Village Land

The parish of Wreningham comprises about 1,500 acres of land. Unsurprisingly, the majority is farmland; and much of the story of our village has been built around agriculture.

The ownership and tenancies of the land and their successes (or sometimes failures) in producing crops and raising animals over hundreds of years is probably key to understanding the dynamics of the entire village community. What the farmers achieved ultimately put money in people’s pockets, kept the shops and traders busy and helped to keep large numbers of people fed and clothed.

Traditionally, all farmer’s fields have names. These are usually passed down through the generations. Names and can commonly relate to a specific detail about the location or even an ancient event.

Cartographers, who have tidier minds(!) normally identify field by numbering them, instead. Whilst the Ordnance Survey map will print the numbers or their map, the farmer will often overwrite these with their own more familiar lexicon.

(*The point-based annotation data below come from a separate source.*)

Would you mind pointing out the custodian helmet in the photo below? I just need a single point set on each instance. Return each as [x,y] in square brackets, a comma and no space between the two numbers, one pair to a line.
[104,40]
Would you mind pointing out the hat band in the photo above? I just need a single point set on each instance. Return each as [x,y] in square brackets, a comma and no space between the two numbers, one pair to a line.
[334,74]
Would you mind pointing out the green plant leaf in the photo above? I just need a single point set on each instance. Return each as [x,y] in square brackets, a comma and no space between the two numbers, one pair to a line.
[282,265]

Tithe maps have their own numbering system – together with their tables listing ownership and tenancies. Details date from the first half of the 1800s; the records are a good place to see the complexity and the extent of the village land ownership and occupancy. Labourers, merchants, blacksmiths, wheelwrights, herdsmen, millers and many others will have been intimately involved with the successful utilisation of the land. The changing generations of farmers will have provided useful levels of business to solicitors and auctioneers too.